En 1919, le gouvernement turc concédera 900.000 victimes, c’est mieux que rien mais, un siècle plus tard, alors que le Parlement européen a reconnu le génocide dès 1987, il n’est toujours pas question pour Erdogan & Cie de prononcer ce vilain mot et d’ailleurs, aujourd’hui comme hier, quiconque se hasarderait à l’évoquer en Turquie se retrouverait illico en prison. La Turquie actuelle est ce qu’on appelle parfois une démocrature, contraction de démocratie et de dictature.

Dessin d’Oli

Au fait, comment reprocher aux Turcs de 1920 de n’avoir pas prononcé le mot qui fâche. Le terme « génocide » n’est apparu qu’après la Seconde Guerre mondiale et l’extermination des Juifs et autres Tsiganes par l’ami Adolf. « Que ceux d’entre nous qui auront la chance de revoir leur patrie la retrouvent plus propre et purifiée de toute influence étrangère », écrivait-il. A en croire l’Histoire récente, les deux génocides arménien et juif auront été les premiers mais pas vraiment les derniers. Au passage, une pensée pour le Rwanda.

Aujourd’hui, le génocide continue à hanter les Arméniens d’Arménie comme ceux de la diaspora. Pourtant, ils l’évoquent rarement avec les visiteurs étrangers. Par pudeur sans doute. Mais aussi pour le pas rouvrir une cicatrice si douloureuse.

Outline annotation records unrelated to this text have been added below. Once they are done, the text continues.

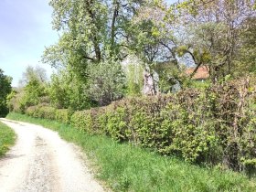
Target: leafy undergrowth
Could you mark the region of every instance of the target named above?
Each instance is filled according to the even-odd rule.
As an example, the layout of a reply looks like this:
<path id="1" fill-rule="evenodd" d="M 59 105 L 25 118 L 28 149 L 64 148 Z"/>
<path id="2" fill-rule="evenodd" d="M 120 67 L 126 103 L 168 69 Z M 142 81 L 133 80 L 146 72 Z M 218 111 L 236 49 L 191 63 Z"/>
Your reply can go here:
<path id="1" fill-rule="evenodd" d="M 15 144 L 16 133 L 8 126 L 0 122 L 0 157 Z"/>
<path id="2" fill-rule="evenodd" d="M 97 177 L 114 191 L 256 191 L 255 178 L 206 168 L 175 157 L 160 156 L 104 136 L 88 135 L 58 122 L 10 113 L 8 119 L 51 128 L 67 141 L 80 145 L 93 162 Z"/>

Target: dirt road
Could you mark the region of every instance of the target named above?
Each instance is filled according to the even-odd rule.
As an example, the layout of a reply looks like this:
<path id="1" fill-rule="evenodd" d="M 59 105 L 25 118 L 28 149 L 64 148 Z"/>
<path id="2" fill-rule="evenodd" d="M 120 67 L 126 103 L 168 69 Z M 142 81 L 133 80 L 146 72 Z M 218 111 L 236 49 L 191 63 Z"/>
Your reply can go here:
<path id="1" fill-rule="evenodd" d="M 41 126 L 0 121 L 17 134 L 16 145 L 0 159 L 0 192 L 103 191 L 79 147 Z"/>

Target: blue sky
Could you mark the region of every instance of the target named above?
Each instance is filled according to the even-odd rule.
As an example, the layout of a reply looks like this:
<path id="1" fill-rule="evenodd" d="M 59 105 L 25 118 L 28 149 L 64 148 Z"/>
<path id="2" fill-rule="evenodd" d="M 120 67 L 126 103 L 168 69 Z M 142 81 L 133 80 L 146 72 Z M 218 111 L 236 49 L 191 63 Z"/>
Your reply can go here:
<path id="1" fill-rule="evenodd" d="M 40 64 L 46 46 L 58 40 L 48 0 L 0 0 L 0 69 L 16 86 L 27 65 Z"/>
<path id="2" fill-rule="evenodd" d="M 48 0 L 0 0 L 0 69 L 13 78 L 13 86 L 28 65 L 40 65 L 50 75 L 51 68 L 40 59 L 45 47 L 58 41 L 51 13 Z"/>

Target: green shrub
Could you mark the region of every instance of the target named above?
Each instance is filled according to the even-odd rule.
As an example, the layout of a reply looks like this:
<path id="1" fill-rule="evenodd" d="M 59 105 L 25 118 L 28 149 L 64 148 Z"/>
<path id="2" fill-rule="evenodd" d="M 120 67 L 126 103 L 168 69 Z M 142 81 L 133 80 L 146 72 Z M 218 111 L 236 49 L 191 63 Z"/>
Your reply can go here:
<path id="1" fill-rule="evenodd" d="M 27 113 L 65 123 L 70 118 L 81 132 L 241 171 L 255 167 L 254 90 L 247 80 L 231 81 L 204 91 L 190 89 L 174 95 L 124 99 L 75 112 L 71 117 L 68 111 L 51 107 L 30 107 Z"/>
<path id="2" fill-rule="evenodd" d="M 73 114 L 72 110 L 69 109 L 58 109 L 55 111 L 55 119 L 58 122 L 69 123 L 71 115 Z"/>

Erevan. La flèche du Mémorial aux victimes du génocide culmine à 44 mètres.

Si les Arméniens n’en parlent guère, le Mémorial aux victimes du génocide, implanté depuis 1965 sur une ample colline dominant Erevan, se charge de rappeler à tous, locaux ou visiteurs, le sens, le poids et la mémoire de ce mot, génocide, aussi démesuré que la flèche de granit, lancée de ses 44 mètres vers le ciel et constituée de deux blocs indépendants et pourtant à jamais solidaires, qui symbolisent l’Arménie orientale, désormais libre et vivante, et l’Arménie occidentale, victime des massacres ottomans et pourtant survivante et renaissante au travers des Arméniens de la diaspora.

Au coeur de la corolle de pierre, la flamme éternelle et les fleurs déposées par les visiteurs du matin.

Au bout de l’esplanade, douze éléments du même granit enserrent, tels les lourds pétales protégeant le précieux pistil d’une fleur, la flamme éternelle que des dizaines de milliers d’Arméniens viennent, le 24 avril, célébrer en déposant, chacun, une fleur de mémoire et de respect. Aucun des 364 autres jours de l’année ne se passe sans que d’autres fleurs prennent le relais d’éternité.

Pour comprendre la profondeur et la force de l’âme arménienne, tout visiteur devrait commencer son voyage ici. Sans haine. Sans rancoeur. Sans commisération. Sans oubli.

Alex Décotte, juin 2019.

  • Sauf mention contraire, les photos sont de l’auteur.